1) Where Are We?—“External Shocks,” the Business Cycle and Prospects for the U.S. and Global Economies; 2) Why and How Did We Get Here? 3) Where Going? 4) Risks—“Financial Crisis” in the Making?

External Shocks and the Business Cycle—COVID-19, “Bust-Boom,” and the Two-Sided Demand- and Supply-Side Inflation Shock

In early 2020 a huge and unforeseen “External Shock,” COVID-19 and a subsequent Pandemic shut down the U.S. economy, bringing unexpected consequences and hugely disruptive effects that still are disrupting the U.S. and Global economies, financial markets and economic prospects—changing the nature of what might have been, and is.
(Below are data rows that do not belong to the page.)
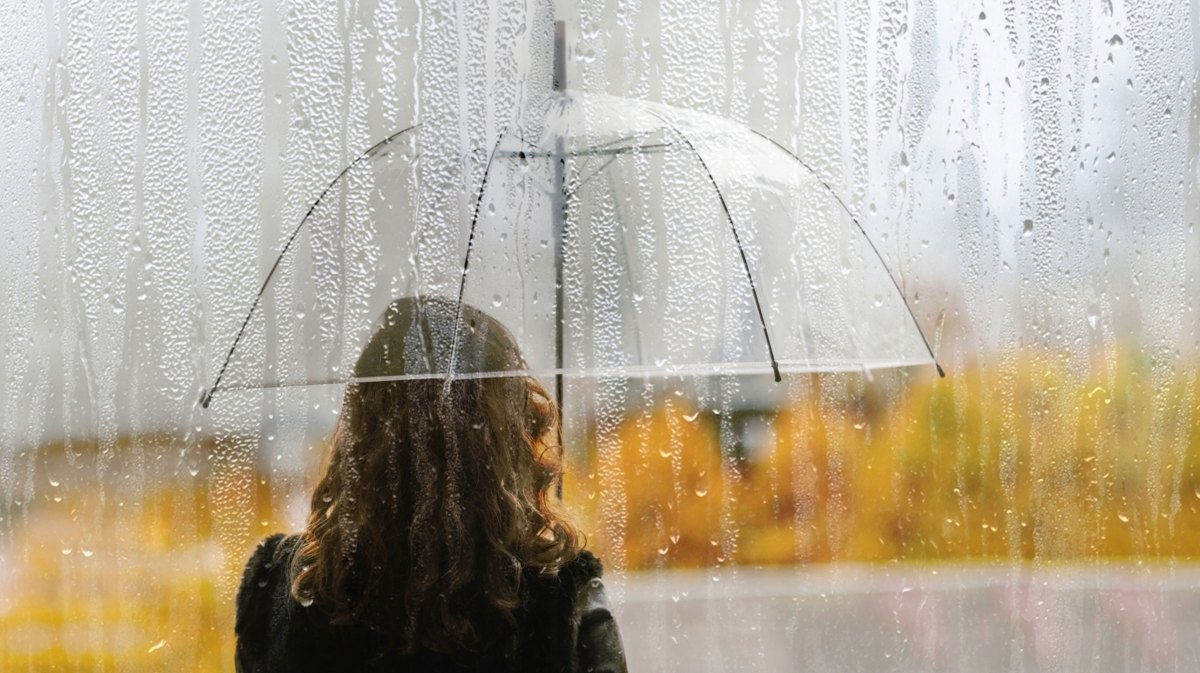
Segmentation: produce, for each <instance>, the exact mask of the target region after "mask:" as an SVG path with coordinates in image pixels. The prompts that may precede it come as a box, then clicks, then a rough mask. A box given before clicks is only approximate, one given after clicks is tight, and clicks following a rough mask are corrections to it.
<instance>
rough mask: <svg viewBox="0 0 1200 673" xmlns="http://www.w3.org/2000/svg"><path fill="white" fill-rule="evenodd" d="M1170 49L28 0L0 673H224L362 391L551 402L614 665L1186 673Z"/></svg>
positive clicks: (926, 670)
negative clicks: (478, 395)
mask: <svg viewBox="0 0 1200 673" xmlns="http://www.w3.org/2000/svg"><path fill="white" fill-rule="evenodd" d="M1196 22H1198V19H1196V16H1195V7H1194V6H1190V5H1188V4H1178V2H1175V4H1171V2H1151V4H1139V5H1136V6H1135V5H1127V4H1121V2H1112V1H1100V2H1094V4H1067V5H1062V6H1060V5H1057V4H1054V2H1042V1H1037V2H1030V4H1013V2H994V1H984V2H977V4H955V2H947V1H932V0H920V1H916V2H901V1H892V0H880V1H872V2H866V4H863V2H848V1H834V0H810V1H809V0H806V1H781V0H743V1H736V2H716V1H700V2H695V1H694V2H678V1H672V0H630V1H616V0H592V1H583V2H552V1H550V0H538V1H533V2H526V1H516V0H491V1H488V2H476V4H472V2H451V1H449V0H430V1H424V0H422V1H416V0H401V1H397V2H391V1H378V0H361V1H358V2H349V4H340V5H336V6H335V5H324V4H313V2H286V4H275V5H260V4H253V2H224V1H218V2H208V4H203V2H199V4H196V2H193V4H190V5H178V4H161V2H149V1H145V2H138V4H132V2H131V4H116V5H97V6H90V5H88V6H77V5H61V6H55V5H23V6H19V7H12V8H11V10H10V11H8V12H7V13H6V19H5V22H2V23H4V28H2V29H0V36H2V37H4V41H2V42H4V44H5V48H4V50H2V53H4V55H2V58H0V68H2V73H4V74H2V82H4V85H2V88H0V90H2V91H4V95H2V96H0V138H2V142H0V146H2V148H5V152H4V156H5V158H4V161H2V162H0V172H2V173H0V174H2V181H0V191H2V203H4V212H5V217H4V227H2V233H4V245H2V246H0V257H2V260H4V263H2V264H0V283H2V288H4V296H5V298H6V299H5V304H4V316H2V318H0V330H2V334H4V344H5V348H4V351H2V354H0V381H2V384H0V385H2V390H0V669H4V671H162V669H176V668H178V669H197V671H233V669H234V649H235V639H234V620H235V595H236V593H238V589H239V587H240V585H241V583H242V571H244V567H245V565H246V561H247V559H248V558H250V557H251V554H252V553H253V552H254V549H256V547H257V546H258V543H259V542H260V541H262V540H264V539H265V537H266V536H268V535H271V534H274V533H298V531H300V530H302V529H304V528H305V525H306V524H307V522H308V521H310V513H311V509H312V506H313V504H314V501H316V500H314V499H313V489H314V487H316V486H317V483H318V481H319V480H320V479H322V476H323V473H324V470H325V465H326V463H328V462H329V459H330V453H331V450H332V446H334V445H335V444H336V443H337V441H338V439H337V438H336V433H335V429H336V428H337V427H338V422H340V421H338V419H340V415H341V413H342V409H343V401H344V399H346V397H344V393H346V390H348V389H347V386H356V385H366V384H379V383H395V381H398V384H397V385H400V384H403V385H409V384H410V385H414V386H416V385H426V384H427V383H428V381H431V380H437V381H448V383H445V390H446V391H450V389H451V384H452V385H460V384H462V385H468V384H469V385H479V386H485V387H486V386H493V385H502V384H496V383H494V381H497V380H505V381H511V380H521V381H524V380H527V379H530V378H532V379H536V380H538V381H540V385H541V386H544V392H545V398H542V397H541V393H535V395H533V393H532V395H533V398H532V399H534V402H535V403H536V404H542V403H547V404H548V403H551V402H553V403H557V404H559V405H560V408H562V417H563V421H562V425H560V426H557V427H554V426H553V423H552V422H551V421H547V420H545V419H541V420H538V421H536V422H535V421H530V420H529V417H533V416H532V415H530V413H529V411H528V409H529V404H532V403H530V402H528V401H527V402H526V403H524V404H526V407H522V409H521V410H520V411H517V413H514V414H511V417H512V419H514V422H517V421H522V422H524V423H526V426H528V427H526V429H523V431H522V432H527V433H529V434H530V435H533V434H538V433H541V432H544V431H546V428H550V427H552V428H553V429H551V431H548V434H547V435H546V437H551V435H553V438H554V439H556V441H552V443H551V444H553V446H550V445H542V444H539V443H534V445H535V446H540V449H539V451H540V450H546V451H548V453H546V456H545V457H546V459H552V457H553V456H557V455H558V447H559V444H558V441H557V439H558V437H559V435H560V439H562V443H560V449H562V461H563V467H564V473H565V474H564V476H563V479H562V482H560V483H558V485H554V486H553V487H551V488H550V491H548V493H551V500H552V503H551V504H550V505H547V506H552V507H554V509H557V510H559V511H562V512H565V515H564V516H566V517H568V518H570V519H571V521H574V522H575V524H576V525H577V527H578V529H580V530H581V531H582V533H583V534H584V535H586V539H587V547H588V548H589V549H592V551H593V552H594V553H595V554H596V557H599V558H600V559H601V560H602V563H604V569H605V570H604V587H605V593H606V596H607V601H608V603H610V606H611V611H612V613H613V615H614V617H616V621H617V624H618V626H619V630H620V637H622V639H623V642H624V649H625V653H626V657H628V662H629V668H630V671H661V672H666V671H714V672H715V671H733V669H737V671H808V669H822V671H863V669H888V671H892V669H896V671H901V669H902V671H908V669H912V671H952V669H953V671H960V669H977V668H978V669H998V668H1019V669H1030V671H1073V669H1085V668H1086V669H1096V671H1151V669H1153V671H1186V669H1194V668H1195V666H1196V663H1198V662H1200V647H1198V645H1196V643H1195V642H1194V638H1189V637H1188V635H1189V633H1192V632H1193V631H1194V630H1195V627H1196V624H1198V619H1200V618H1198V615H1196V609H1195V607H1194V603H1195V600H1194V599H1195V595H1196V593H1198V591H1200V566H1196V565H1195V559H1196V558H1198V555H1200V535H1198V534H1200V410H1198V409H1200V407H1198V405H1200V314H1198V312H1196V310H1195V305H1196V302H1198V293H1200V282H1198V274H1200V239H1198V234H1196V229H1195V221H1196V217H1198V215H1196V214H1198V212H1200V200H1198V199H1200V196H1198V190H1196V176H1198V155H1200V121H1198V119H1200V116H1198V115H1200V113H1198V110H1200V108H1198V102H1196V101H1198V89H1196V72H1198V62H1200V61H1198V58H1200V56H1198V54H1200V52H1198V48H1200V42H1198V37H1196V36H1198V35H1200V29H1198V25H1196ZM403 298H420V300H419V301H414V302H408V301H407V300H406V301H398V302H397V300H401V299H403ZM397 325H398V326H397ZM391 328H395V329H397V330H400V331H398V332H396V334H400V335H401V336H397V337H395V338H390V337H389V338H378V335H383V334H384V332H385V331H386V329H391ZM389 334H390V332H389ZM510 342H511V343H515V344H516V347H517V348H518V351H517V350H505V348H506V347H504V345H503V344H508V343H510ZM497 344H502V345H497ZM420 381H425V383H420ZM481 381H482V383H481ZM505 385H506V384H505ZM522 385H523V384H522ZM430 390H433V389H432V387H431V389H430ZM522 390H524V389H522ZM529 390H534V391H535V390H536V387H529ZM446 395H448V396H449V392H448V393H446ZM446 398H448V399H451V398H452V397H446ZM551 398H553V399H551ZM538 408H541V407H538ZM444 413H446V414H450V415H451V416H450V417H456V419H457V421H458V422H461V423H464V425H463V426H462V427H469V428H475V429H479V428H476V427H475V425H478V423H479V422H481V421H480V420H479V419H475V417H468V416H469V415H468V414H466V413H464V411H462V410H461V409H458V410H455V409H449V410H445V411H444ZM454 414H458V416H454ZM380 423H384V421H380ZM473 423H474V425H473ZM502 425H503V423H502ZM380 427H383V425H380ZM496 427H497V428H499V427H502V426H496ZM504 427H508V426H504ZM514 427H515V426H514ZM522 427H524V426H522ZM529 428H533V429H529ZM492 429H494V428H492ZM492 429H488V432H492ZM485 434H486V433H485ZM539 437H540V435H539ZM533 439H538V437H534V438H533ZM547 446H548V447H547ZM464 455H466V453H464ZM520 479H521V475H520V474H517V473H514V474H512V480H516V481H520ZM502 481H503V480H502ZM318 500H319V499H318ZM318 509H319V507H318Z"/></svg>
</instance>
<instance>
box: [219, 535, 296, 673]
mask: <svg viewBox="0 0 1200 673" xmlns="http://www.w3.org/2000/svg"><path fill="white" fill-rule="evenodd" d="M299 541H300V536H299V535H283V534H275V535H271V536H269V537H266V539H265V540H263V541H262V542H259V543H258V547H256V548H254V552H253V553H252V554H251V557H250V560H248V561H247V563H246V569H245V571H242V576H241V587H239V589H238V613H236V619H235V623H234V631H235V632H236V635H238V641H239V645H240V648H239V649H242V648H244V647H245V645H248V644H251V643H256V644H257V645H258V647H257V648H256V649H259V648H260V647H262V644H264V643H266V642H268V641H270V636H271V621H272V619H271V614H272V612H275V608H276V607H278V605H277V603H281V602H284V601H287V600H288V599H289V591H288V566H289V565H290V561H292V553H293V552H294V551H295V547H296V545H298V543H299ZM239 654H240V655H241V654H244V653H239ZM256 668H257V667H251V668H248V669H256Z"/></svg>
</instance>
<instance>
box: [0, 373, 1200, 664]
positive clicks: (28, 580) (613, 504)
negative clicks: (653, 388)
mask: <svg viewBox="0 0 1200 673" xmlns="http://www.w3.org/2000/svg"><path fill="white" fill-rule="evenodd" d="M1079 369H1080V367H1073V366H1072V365H1070V363H1069V362H1068V361H1067V360H1066V359H1056V357H1051V356H1048V355H1045V354H1013V355H1009V356H1006V357H1002V359H998V360H994V361H988V362H978V363H971V365H961V366H959V367H955V368H954V371H953V372H952V375H950V377H949V378H947V379H944V380H937V379H934V378H930V377H925V375H923V374H920V373H917V374H914V378H907V374H894V375H878V378H877V380H876V381H875V383H864V381H863V380H862V378H860V377H850V375H841V377H838V375H828V377H824V375H821V377H811V378H809V379H799V380H790V381H787V385H790V386H791V387H790V395H788V396H787V399H788V403H786V404H784V405H782V407H781V408H779V409H770V410H766V411H763V413H762V414H760V416H758V417H757V421H761V425H762V427H760V428H758V429H760V431H762V432H760V435H761V437H760V439H761V440H762V441H761V444H762V445H761V446H758V447H757V449H755V450H754V451H749V450H746V447H744V446H743V447H738V446H737V445H736V444H737V441H731V439H736V435H737V432H738V431H737V428H736V427H733V426H734V425H736V422H734V420H733V419H730V417H726V416H727V415H728V414H726V416H722V415H719V414H716V413H714V411H713V410H710V409H702V408H700V407H698V405H697V404H696V403H695V402H690V401H689V399H688V397H686V396H678V395H666V396H661V397H656V398H655V401H653V402H648V403H646V404H644V408H643V409H640V410H634V411H631V413H628V414H625V415H624V416H622V417H614V419H613V420H612V422H611V423H610V425H608V426H606V427H607V428H608V429H610V431H611V432H599V433H593V434H594V440H593V445H592V446H590V447H589V451H588V457H587V459H586V461H583V462H582V463H581V464H578V465H571V468H572V470H571V471H570V473H569V475H568V481H566V485H565V489H564V493H565V498H566V500H565V506H566V507H568V509H569V510H571V512H572V513H574V515H575V516H576V517H577V518H578V519H580V523H581V524H582V527H583V529H584V530H586V531H587V533H588V535H589V542H590V546H592V547H593V548H594V549H596V552H598V553H599V554H600V555H601V557H602V558H605V560H606V563H607V565H608V566H610V567H614V569H629V570H640V569H662V567H698V566H714V565H730V564H750V565H769V564H815V563H829V561H865V563H883V561H898V560H906V561H914V560H919V561H934V560H940V561H952V560H953V561H961V560H1028V559H1038V560H1039V561H1057V560H1066V561H1080V560H1082V561H1094V560H1097V559H1104V558H1115V557H1136V558H1139V559H1196V558H1198V557H1200V534H1198V533H1200V408H1198V403H1200V375H1198V371H1196V369H1195V368H1184V367H1176V368H1170V367H1163V366H1156V363H1154V362H1151V361H1144V360H1142V359H1141V357H1140V356H1139V355H1138V354H1135V353H1133V351H1121V353H1115V354H1108V355H1105V356H1103V357H1098V359H1097V360H1096V361H1094V362H1092V363H1090V366H1087V367H1082V369H1086V371H1087V372H1088V373H1087V374H1081V373H1080V371H1079ZM148 441H149V444H146V445H145V446H143V449H140V450H138V451H140V452H138V451H134V450H133V449H131V447H130V446H125V447H119V450H118V456H116V458H113V461H115V462H113V463H112V464H109V467H108V474H109V475H110V476H109V477H108V481H107V482H104V483H100V482H90V483H89V482H83V483H68V485H64V486H62V487H61V488H58V487H56V482H52V486H54V487H44V483H43V482H44V481H46V476H44V475H38V477H37V479H38V480H40V481H38V487H37V489H36V492H37V495H36V497H35V498H34V499H32V500H31V501H29V503H22V504H19V505H18V506H17V507H13V509H10V510H8V511H7V512H5V516H6V517H7V518H6V519H5V521H4V522H0V523H2V525H0V533H4V537H0V545H2V546H0V569H4V570H5V572H4V573H0V582H2V581H5V578H7V579H8V581H10V584H7V585H0V671H121V672H137V671H163V669H182V671H229V669H230V668H232V661H233V660H232V656H233V613H234V611H233V597H234V590H235V589H236V583H238V579H239V578H240V570H241V565H242V563H244V561H245V559H246V558H247V557H248V555H250V553H251V551H252V548H253V546H254V545H256V543H257V542H258V540H260V539H262V537H263V536H264V535H265V534H268V533H270V531H275V530H289V529H294V528H295V525H296V523H298V522H286V521H284V519H283V517H282V516H281V512H282V511H283V510H284V509H287V503H289V501H290V500H292V499H293V498H304V499H306V493H305V491H306V488H307V487H308V486H310V485H311V481H305V480H299V479H292V480H288V481H280V482H274V483H272V482H270V481H269V479H268V475H265V474H263V473H262V471H260V470H259V469H257V468H256V467H254V461H253V452H254V441H253V440H248V439H246V438H229V439H228V441H229V443H230V446H223V447H216V446H208V447H205V449H203V450H202V451H200V455H204V456H208V457H209V458H206V461H208V462H206V463H205V464H206V468H204V470H203V471H200V473H199V474H198V475H197V474H193V475H192V476H191V477H187V476H179V475H175V476H173V477H172V479H169V480H162V481H157V480H156V479H155V477H143V479H127V476H126V475H128V474H136V473H137V470H136V469H133V468H137V465H139V464H140V465H143V467H142V468H137V469H145V467H144V465H145V464H146V463H148V462H149V461H151V459H157V458H156V456H158V457H161V456H163V455H168V453H169V452H168V451H167V449H166V446H167V445H166V444H163V443H162V440H157V439H152V440H148ZM125 443H126V444H130V445H134V444H137V443H136V441H133V440H126V441H125ZM121 451H126V452H128V455H130V456H131V458H130V461H127V465H126V464H124V463H122V461H124V459H125V458H122V457H121V456H122V455H121V453H120V452H121ZM239 451H240V452H241V455H242V458H245V459H239V461H233V459H229V461H222V459H221V456H224V455H228V453H236V452H239ZM67 453H70V451H68V450H67V449H66V447H62V446H58V447H43V449H41V450H40V458H38V459H41V461H42V463H44V464H54V463H55V461H58V462H60V463H64V464H67V463H71V462H72V461H76V462H78V461H83V459H84V458H79V457H71V456H70V455H67ZM64 456H65V457H64ZM214 457H216V458H214ZM106 459H108V458H106ZM138 461H142V462H140V463H139V462H138ZM76 467H77V468H78V464H77V465H76ZM46 469H47V470H49V468H46ZM50 471H53V470H50ZM71 474H95V471H91V470H80V469H74V470H73V471H71Z"/></svg>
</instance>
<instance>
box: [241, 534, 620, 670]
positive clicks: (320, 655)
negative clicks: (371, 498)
mask: <svg viewBox="0 0 1200 673" xmlns="http://www.w3.org/2000/svg"><path fill="white" fill-rule="evenodd" d="M298 542H299V537H298V536H295V535H293V536H283V535H272V536H270V537H268V539H266V540H264V541H263V543H262V545H259V547H258V549H256V552H254V555H253V557H252V558H251V560H250V563H248V564H247V565H246V572H245V576H244V577H242V583H241V589H240V590H239V591H238V624H236V632H238V654H236V665H238V671H239V673H282V672H289V673H307V672H312V673H317V672H322V673H326V672H330V671H364V672H374V671H380V672H383V671H388V672H395V671H412V672H426V671H431V672H433V671H436V672H456V673H457V672H462V673H467V672H470V673H509V672H521V673H527V672H528V673H539V672H554V673H559V672H574V671H580V672H595V673H608V672H613V673H616V672H623V671H625V661H624V653H623V650H622V645H620V638H619V636H618V632H617V625H616V621H614V620H613V618H612V614H611V613H610V612H608V608H607V605H606V600H605V595H604V587H602V585H601V584H600V581H599V579H600V573H601V567H600V563H599V561H598V560H596V559H595V557H593V555H592V554H590V553H589V552H582V553H581V554H580V555H578V557H576V559H575V560H574V561H571V563H569V564H568V565H566V566H564V567H563V570H562V571H560V572H559V576H558V577H553V578H551V577H538V576H532V577H528V578H527V582H526V587H527V589H526V602H524V605H522V607H521V609H518V618H517V631H518V637H517V649H516V653H515V654H512V655H506V654H504V653H503V651H500V650H499V649H497V648H486V649H482V650H480V651H475V653H456V654H455V655H450V654H444V653H436V651H431V650H426V649H421V650H418V651H415V653H410V654H398V653H397V651H396V650H395V648H392V647H389V638H388V637H386V633H385V632H383V631H379V630H376V629H372V627H368V626H365V625H364V624H361V623H358V624H344V625H337V624H330V618H329V614H328V613H325V612H324V611H322V609H320V607H319V606H313V605H310V606H302V605H300V603H299V602H296V601H295V600H294V599H293V597H292V594H290V591H289V582H288V567H289V566H290V560H292V555H293V554H294V552H295V548H296V545H298Z"/></svg>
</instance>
Public Health and innovative pharmaceutical and medical responses to the Shock; Unleashed Pentup Demands on Reopenings of the economy; Monetary and Fiscal Policy stimulus; changes in the behavior of households and businesses, financial markets and financial institutions; and disruptions of all kinds that otherwise would not have occurred made for unexpected, unprecedented effects in the U.S. and elsewhere—a big downturn for the U.S. economy, big rebound and big upturn. Ultra-Easy Monetary Policy and Massively Stimulative Fiscal Policy, unwittingly overdone; unleashing of Pentup Demands; and an unexpected Boom after a Bust produced a large and mostly Demand-Pull surge of inflation, “permanent” in nature, and a volatile financial, business and investment climate. The Shock and subsequent Russia/Ukraine War were external to the business cycle, clear and most notable in scope, wide sweep, the illnesses and millions of deaths so tragic in the U.S. and World, perhaps as big as the External Shocks of W.W.II and the 1917-18 smallpox Pandemic.